Новогодний роман | страница 51



Несчастная перчатка легко хлестнула корнета по бледному шраму. Теперь он не казался Альберту таким заслуженным. Обыкновенный куцый шрамишко от неудачно открытой винной бутылки.

— Как вы смеете! — заревел корнет, отбрасывая в сторону кий. — Вы оскорбили меня сударь. Я требую удовлетворения. Стреляемся немедленно. На пяти шагах.

— Извольте. Буду премного благодарен — хладнокровно ответил Альберт, глядя на беснующегося корнета.

— Премного благодарен — медленно по слогам произнес Альберт, повязывая галстук широким узлом. Отведав пригоревшей яичницы, он свалил сковороду в забитый грязной посудой рукомойник. Одетый в мягкую из свиной кожи дубленку с опушкой он вернулся в спальню.

— Серафима — трагически начал он. Ответа не было. Альберт добавил надрыва.

— Серафима — трагически и с надрывом произнес он.

Кокон зашевелился. Полная в веснушках рука скользнула к тумбочке.

— Который час — заспанно спросила Серафима.

— Полдевятого и твой отец ненавидит меня.

Серафима оперлась на спинку кровати. Весь вид ее выражал безучастность. Оказалось, что веснушки это не только неприкосновенное достояние ее рук. В веснушках была вся Серафима. Лицо и полукружье в оборках ночной рубашки. Порой Альберту казалось, что и в рыбьих глазах равнодушно взирающих на мир, тоже играли веснушки, особенно когда Серафима хохотала, прижимая вечно липкие пальцы к пухлой пуфиковой груди.

— Вижу, тебя совсем не волнует, что твоего мужа, главу семьи так сказать и повелителя к трагизму и надрыву Альберт добавил слезу — Огульно обвиняют, бог знает в чем.
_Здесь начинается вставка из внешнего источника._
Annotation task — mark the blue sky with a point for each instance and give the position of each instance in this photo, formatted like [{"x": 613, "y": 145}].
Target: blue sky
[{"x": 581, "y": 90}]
Приписывают собственные неудачи и промахи. Неужели тебя это не волнует.

Вечно заспанную валькирию (Альберт вообще имел тягу к крупным демоническим женщинам) это ничуть не волновало.

— Ты можешь, внятно объяснить что случилось, Альберт?

— Что случилось? — негодующе спросил Альберт — Случилось страшное. Твой прародитель обвиняет меня в том, что я трачу его деньги. Я! Твой муж и так сказать повелитель.

— А разве это не правда?

— Как! Ка-а-ак ты смеешь — всполошено закудахтал Альберт. Оскорбленное достоинство должно было быть отомщено, и Альберт бросил Серафиме самое ужасное, что только мог представить.

— Ты так похожа на своего отца.

Альберт прислонился к дверному косяку и начал дергать плечами, изображая всхлипывания. Серафима не реагировала. Более того Альберт услышал подозрительное шуршание.

— Серафима! — с тигриной яростью Альберт бросился разворачивать вновь свернувшийся кокон. Там не оказалось прелестной бабочки всего лишь растрепанная Серафима. К тому же валькирия принялась верещать.